With today’s technological advances of Facebook and the internet we might have been able to maintain some contact.  But that was not possible then.

Still, I think of her and wonder if she remembers us.

 

 

 

 

 

 

 

 

Giving Only What I Can Afford

In the Gospel of Mark Jesus pointed out to His disciples a widow woman who placed two little coins in the offering box in the Temple.  Compared to the much larger amounts they had seen others give earlier, her offering seemed like nothing.  Yet Jesus pointed out that they had given of their abundance while her offering consisted of all she had – a much greater sacrifice and gift.

widow

Jesus explained that the rich people had given “what they can easily afford” while she had given “her whole living.”

This has me thinking – do I only give what I can afford or do I give my all?

When we talk about giving in relationship to God, we usually think of money and in this instance it was money that was being discussed.  And certainly I have to admit when it comes to financial giving, I certainly use a lot of my income on myself.  As I look at my checkbook, I have to ask myself if I am only giving what I can easily afford to the work of God.

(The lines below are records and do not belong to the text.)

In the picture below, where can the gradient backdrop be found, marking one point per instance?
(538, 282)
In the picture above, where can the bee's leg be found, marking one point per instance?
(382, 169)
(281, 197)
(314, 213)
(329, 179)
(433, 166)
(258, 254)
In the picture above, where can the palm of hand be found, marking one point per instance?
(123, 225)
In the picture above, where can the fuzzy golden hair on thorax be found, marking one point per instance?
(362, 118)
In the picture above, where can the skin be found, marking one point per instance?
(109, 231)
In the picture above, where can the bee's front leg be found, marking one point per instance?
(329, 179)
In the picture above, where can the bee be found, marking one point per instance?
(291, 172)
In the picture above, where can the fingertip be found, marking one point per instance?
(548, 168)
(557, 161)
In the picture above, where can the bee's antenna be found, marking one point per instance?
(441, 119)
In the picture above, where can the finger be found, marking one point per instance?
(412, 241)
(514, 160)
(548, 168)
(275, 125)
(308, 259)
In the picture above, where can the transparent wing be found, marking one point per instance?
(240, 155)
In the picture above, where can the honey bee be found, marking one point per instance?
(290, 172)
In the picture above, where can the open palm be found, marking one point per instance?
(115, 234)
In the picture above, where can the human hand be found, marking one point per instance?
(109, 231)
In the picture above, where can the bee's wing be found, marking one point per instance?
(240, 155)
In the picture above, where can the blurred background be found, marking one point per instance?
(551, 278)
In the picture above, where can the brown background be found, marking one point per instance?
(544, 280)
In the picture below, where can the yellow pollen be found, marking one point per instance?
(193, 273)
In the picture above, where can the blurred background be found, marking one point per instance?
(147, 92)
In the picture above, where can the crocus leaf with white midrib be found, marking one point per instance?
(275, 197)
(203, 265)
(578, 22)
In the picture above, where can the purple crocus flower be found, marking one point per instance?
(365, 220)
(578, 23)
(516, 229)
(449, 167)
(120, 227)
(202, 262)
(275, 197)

Giving financially to God is more than just giving to my local church, although it does include that.  But there are so many other areas where I need to share my abundance with others:

  • helping teachers and schools with supplies
  • buying shoes for children from families who are struggling financially
  • buying a meal for a homeless person
  • taking food to the local food pantry
  • many non-profit organizations like American Cancer Society, St Jude’s Hospital for Children, Wycliffe Bible Translators and the list goes on and on

My first thought is I do not have an abundance financially.  But I have to ask myself if I am only giving what I can easily afford.  Am I really making any personal sacrifices giving up things I don’t really need, only want, to help others whose finances are much less than mine.

But giving to God is much more than just giving of my finances.  There is my time and my talent.

time

How much of my time do I spend doing things I want to do, things which will help me or my family?  How much of my time do I spend reaching out to others.

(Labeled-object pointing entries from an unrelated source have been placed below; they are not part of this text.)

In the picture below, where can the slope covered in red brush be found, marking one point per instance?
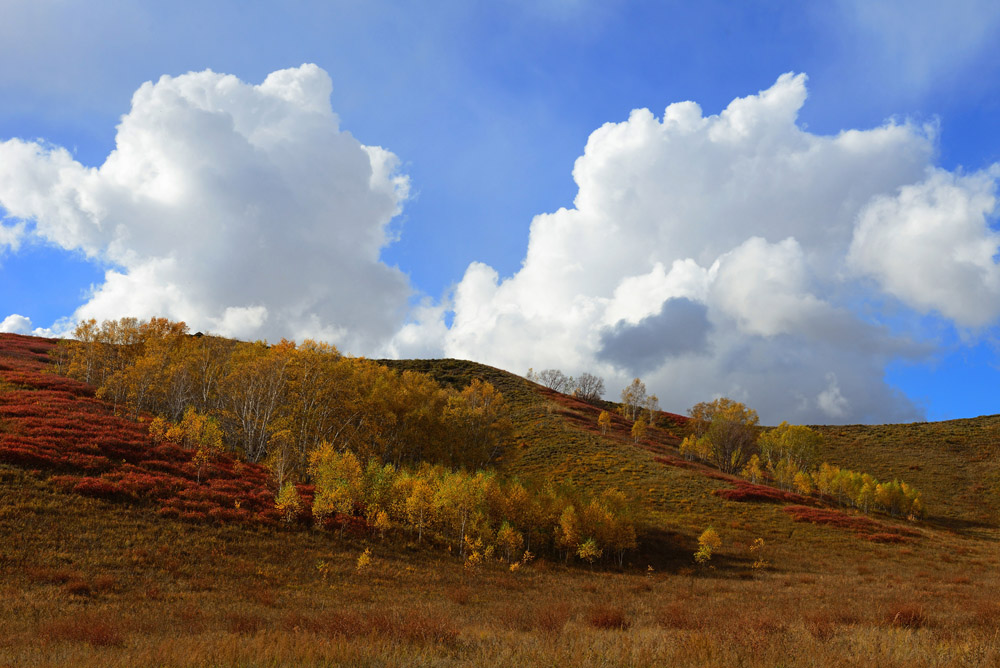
(53, 424)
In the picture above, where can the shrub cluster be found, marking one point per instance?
(277, 403)
(477, 515)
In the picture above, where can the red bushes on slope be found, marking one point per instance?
(52, 423)
(864, 527)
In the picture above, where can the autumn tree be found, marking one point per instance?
(638, 429)
(254, 391)
(652, 407)
(554, 379)
(708, 544)
(337, 477)
(480, 416)
(196, 431)
(604, 421)
(797, 443)
(633, 399)
(589, 387)
(288, 502)
(730, 428)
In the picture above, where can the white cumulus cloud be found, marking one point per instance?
(242, 209)
(709, 254)
(15, 324)
(931, 245)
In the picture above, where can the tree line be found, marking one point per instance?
(726, 433)
(276, 404)
(478, 515)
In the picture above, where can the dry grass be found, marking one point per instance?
(92, 582)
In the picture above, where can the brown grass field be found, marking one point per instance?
(93, 582)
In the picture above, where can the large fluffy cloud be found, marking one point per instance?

This was really brought home to me this past month.  We just moved to a new state.  Just a couple of days after moving in with boxes still everywhere our doorbell rang.  It was a neighbor coming over to say welcome.  My first thought was “how nice!”  I invited her in and we began getting acquainted.  After 30 minutes had passed and she showed no sign of leaving, I must confess I so wanted her to leave.  After all, I had boxes to unpack and a long, long list of things that must be taken care of when you move from one state to another:  new car title and license, new driver’s license, new car insurance,  and my list went on and on.

Finally she left and I told my husband I was worried that she would be a nuisance.  She was elderly and clearly lonely.  She also repeated herself several times.  I dreaded the time she might take up coming over to visit.

Then, I remembered what Jesus said and I felt the Spirit’s conviction as I realized I have an abundance of time.  My husband and I are both retired, we only have one daughter and her family living close by.  We have lots of time to enjoy.

So – will I be willing to give up some of my time – my abundance of time – to spend time with this neighbor – listening to the same story and showing interest as if it was the first time I had heard it?  Do I really need to spend all my time just doing what I like to do, just enjoying myself or do I need to give my all as Jesus would have me do?

So I have determined to visit this woman every week, to take an hour or two to sit and listen to her stories, to make her feel important to me.  To give out of my abundance.